On n'est pas couché : les révélations de Ruquier sur le remplaçant de Moix©Wochit

6Medias, publié le lundi 21 mai 2018 à 13h00

En septembre, la nouvelle saison d'On n'est pas couché se dotera d'un nouveau duo de critiques. Yann Moix sur le départ, Laurent Ruquier livre quelques indices sur son successeur.

"Un homme, une femme.

Ce qui est sûr, c'est que ce ne sera pas un ou une journaliste", a dévoilé à Télé 2 semaines Laurent Ruquier à propos du successeur de Yann Moix dans On n'est pas couché, émission phare de France 2 diffusée le samedi soir. L'animateur de 55 ans a ajouté : "Je veux quelqu'un qui affirme ses opinions, plus qu'un journaliste à qui l'on demande une certaine neutralité. C'est ce qui fait que ce programme plaît ou déplaît. On n'est pas couché est une émission d'opinion."



Yann Moix quitte l'émission après trois saisons. La tradition est respectée : "Je n'avais pas envie de revenir dessus. Yann a d'autres projets, notamment cinématographiques. De toute façon, il ne serait pas resté." Christine Angot, la romancière de 59 ans, est confirmée à son poste par Laurent Ruquier bien qu'elle soit décriée après une saison seulement : "Dans mon esprit, elle reste. Dans le sien, aussi. Je suis satisfait et ravi de ce qu'elle fait dans l'émission. Et elle a l'air de s'amuser".

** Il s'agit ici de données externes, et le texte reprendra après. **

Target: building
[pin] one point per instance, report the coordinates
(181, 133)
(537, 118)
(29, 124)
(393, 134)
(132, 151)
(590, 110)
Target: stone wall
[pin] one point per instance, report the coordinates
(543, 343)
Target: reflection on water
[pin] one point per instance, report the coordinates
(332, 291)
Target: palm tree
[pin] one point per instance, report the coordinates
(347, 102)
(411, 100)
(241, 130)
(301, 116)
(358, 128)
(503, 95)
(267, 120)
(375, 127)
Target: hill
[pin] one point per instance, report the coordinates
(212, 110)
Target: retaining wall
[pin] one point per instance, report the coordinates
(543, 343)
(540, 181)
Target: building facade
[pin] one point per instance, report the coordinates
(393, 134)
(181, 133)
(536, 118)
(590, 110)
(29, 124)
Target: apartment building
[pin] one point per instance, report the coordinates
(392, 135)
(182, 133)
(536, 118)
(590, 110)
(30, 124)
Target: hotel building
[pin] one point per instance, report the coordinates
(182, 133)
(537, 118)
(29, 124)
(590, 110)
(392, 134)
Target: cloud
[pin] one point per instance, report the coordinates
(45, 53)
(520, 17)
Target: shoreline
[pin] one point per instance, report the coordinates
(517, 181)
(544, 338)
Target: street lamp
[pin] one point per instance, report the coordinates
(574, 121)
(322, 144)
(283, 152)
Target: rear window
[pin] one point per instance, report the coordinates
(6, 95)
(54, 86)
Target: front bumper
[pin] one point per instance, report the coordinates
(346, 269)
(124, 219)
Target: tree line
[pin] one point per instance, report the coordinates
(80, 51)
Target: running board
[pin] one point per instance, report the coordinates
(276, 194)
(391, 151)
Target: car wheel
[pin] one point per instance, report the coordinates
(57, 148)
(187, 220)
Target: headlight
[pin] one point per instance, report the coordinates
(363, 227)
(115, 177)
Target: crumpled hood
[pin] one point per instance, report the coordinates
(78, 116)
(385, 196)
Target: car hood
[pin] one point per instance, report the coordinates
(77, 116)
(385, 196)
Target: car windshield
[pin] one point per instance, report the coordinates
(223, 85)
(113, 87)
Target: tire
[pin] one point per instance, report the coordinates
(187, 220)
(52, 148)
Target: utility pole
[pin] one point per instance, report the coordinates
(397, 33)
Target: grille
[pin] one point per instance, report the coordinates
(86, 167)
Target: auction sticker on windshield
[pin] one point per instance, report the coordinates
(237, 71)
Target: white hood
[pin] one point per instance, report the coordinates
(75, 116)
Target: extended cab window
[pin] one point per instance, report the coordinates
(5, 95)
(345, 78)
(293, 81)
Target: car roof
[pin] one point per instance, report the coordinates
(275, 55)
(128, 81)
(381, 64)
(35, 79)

Christine Angot n'a pas eu le monopole des polémiques cette saison. Le 6 janvier, Yann Moix a osé dénoncer les conditions de vie des migrants à Calais devant le porte-parole du gouvernement d'Edouard Philippe, Benjamin Griveaux : "J'y passe régulièrement des jours et des nuits depuis quelques mois. Et ce que je vois de l'honneur de la République, ce sont des CRS qui gazent les couvertures de jeunes de 18 à 25 ans, qui gazent l'eau potable de jeunes migrants, qui tabassent des jeunes migrants qui sont effectivement soignés gratuitement, mais parce qu'ils ont été frappés par la police la veille. Si l'honneur de la République est de frapper des enfants à coups de matraques ou de gazer l'eau potable, je n'appartiens pas à la même République que vous". Le mercredi suivant, le préfet du Pas-de-Calais avait jugé les propos tenus par le chroniqueur "d'une violence inouïe, voire diffamant", "ne reposant sur aucune preuve".